How do you build a chess cluster?

Gian-Carlo Pascutto · Post by **Gian-Carlo Pascutto** » Fri May 15, 2009 8:24 am

bob wrote:
Zach Wegner wrote:
bob wrote:A future version of Crafty (hopefully this year) will also do so.
How's this going, by the way? Got anything running yet?
No. But got lots of the design and some of the coding done... Every time I get started on details, I discover a better approach to do something and take about 10 steps back for every step forward.

It's worthwhile to implement one approach completely through and actually run it. You might discover problems you hadn't even imagined. I'm now on my 2nd complete rewrite of the clustering code and the 3rd is already looming ahead

At least performance also takes steps forward and you have something you can actually use, even if the results are less than what you had imagined on paper.

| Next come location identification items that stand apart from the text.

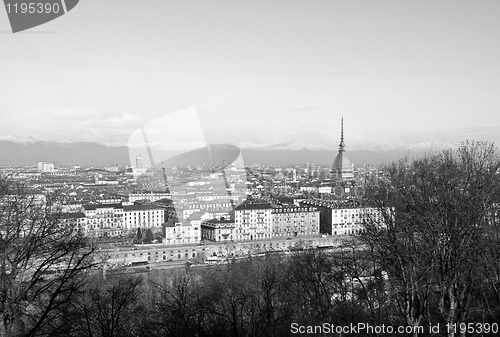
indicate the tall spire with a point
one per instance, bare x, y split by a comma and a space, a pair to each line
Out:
342, 144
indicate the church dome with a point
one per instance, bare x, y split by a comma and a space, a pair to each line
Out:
342, 162
342, 167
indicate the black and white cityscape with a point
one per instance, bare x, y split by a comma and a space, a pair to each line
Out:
250, 169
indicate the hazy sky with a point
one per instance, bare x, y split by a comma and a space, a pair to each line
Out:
258, 71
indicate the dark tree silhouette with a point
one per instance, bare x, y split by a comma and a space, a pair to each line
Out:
42, 262
430, 236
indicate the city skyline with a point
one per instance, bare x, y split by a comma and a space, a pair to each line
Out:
261, 73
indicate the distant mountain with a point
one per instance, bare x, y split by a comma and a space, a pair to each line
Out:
28, 151
61, 153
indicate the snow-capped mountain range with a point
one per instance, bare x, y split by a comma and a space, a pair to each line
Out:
294, 146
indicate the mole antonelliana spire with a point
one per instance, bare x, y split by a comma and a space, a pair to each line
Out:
342, 144
342, 168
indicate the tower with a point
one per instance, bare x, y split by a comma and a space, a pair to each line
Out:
342, 168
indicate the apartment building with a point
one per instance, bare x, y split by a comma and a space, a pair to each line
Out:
253, 221
295, 221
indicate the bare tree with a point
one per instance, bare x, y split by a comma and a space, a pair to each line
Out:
41, 261
432, 241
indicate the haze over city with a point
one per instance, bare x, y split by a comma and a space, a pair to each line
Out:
261, 72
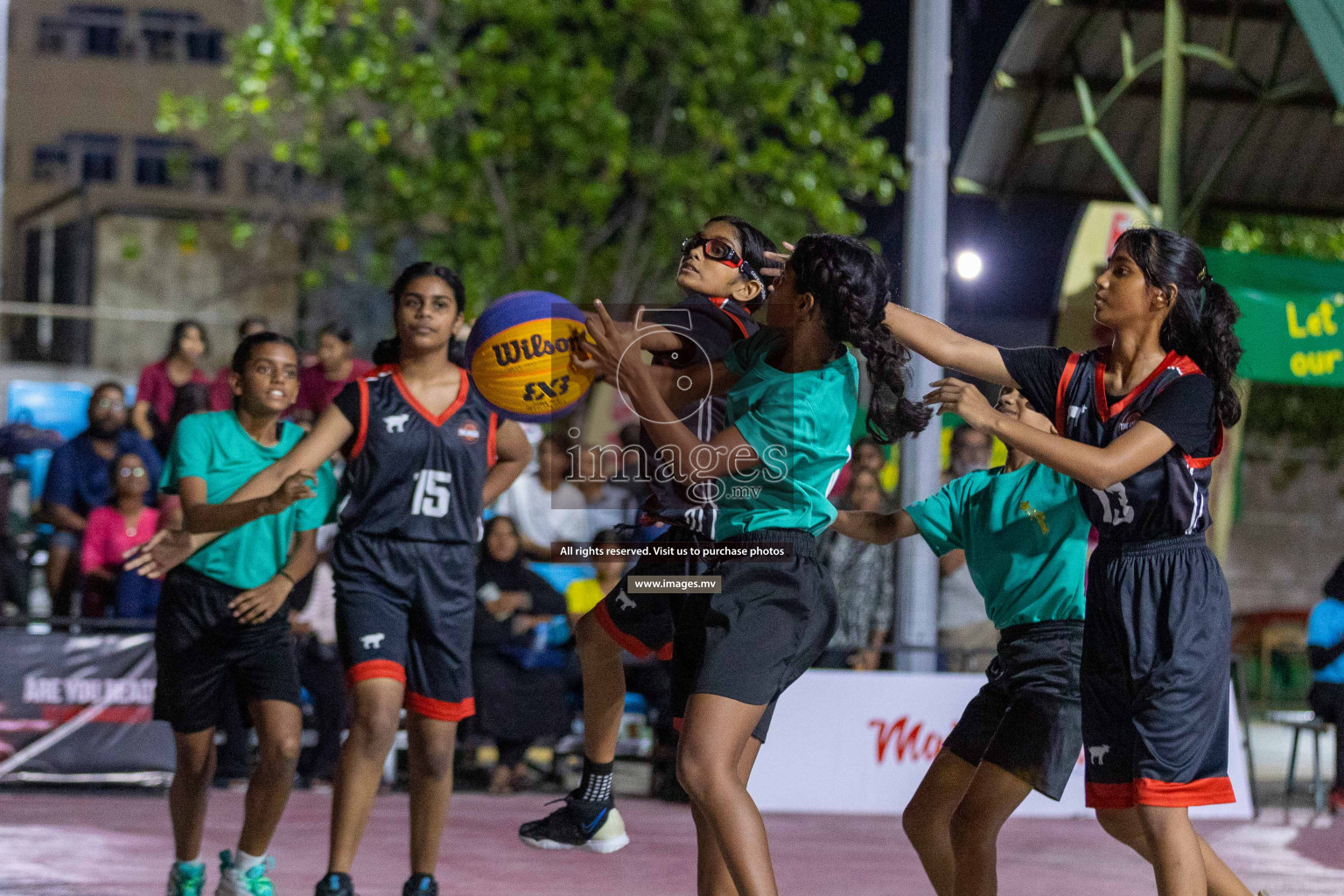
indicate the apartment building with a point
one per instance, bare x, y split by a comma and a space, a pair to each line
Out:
120, 228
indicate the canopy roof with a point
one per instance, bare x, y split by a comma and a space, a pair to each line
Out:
1276, 117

Marc Lacrosse · Post by **Marc Lacrosse** » Fri May 15, 2009 8:36 am

Uri wrote:
bob wrote:Software to use the cluster is more complex because I am not aware of any current program that will use a cluster. GCP has said the next version of Sjeng will do so. A future version of Crafty (hopefully this year) will also do so. But right now the pickin's are slim to none. You don't need any special software unless the engine author chooses to use something like MPI or openMP or whatever rather than straight TCP/IP to communicate between nodes...
So what programs do I need (besides Deep Rybka 3) to build a Rybka cluster? Could you recommend me some?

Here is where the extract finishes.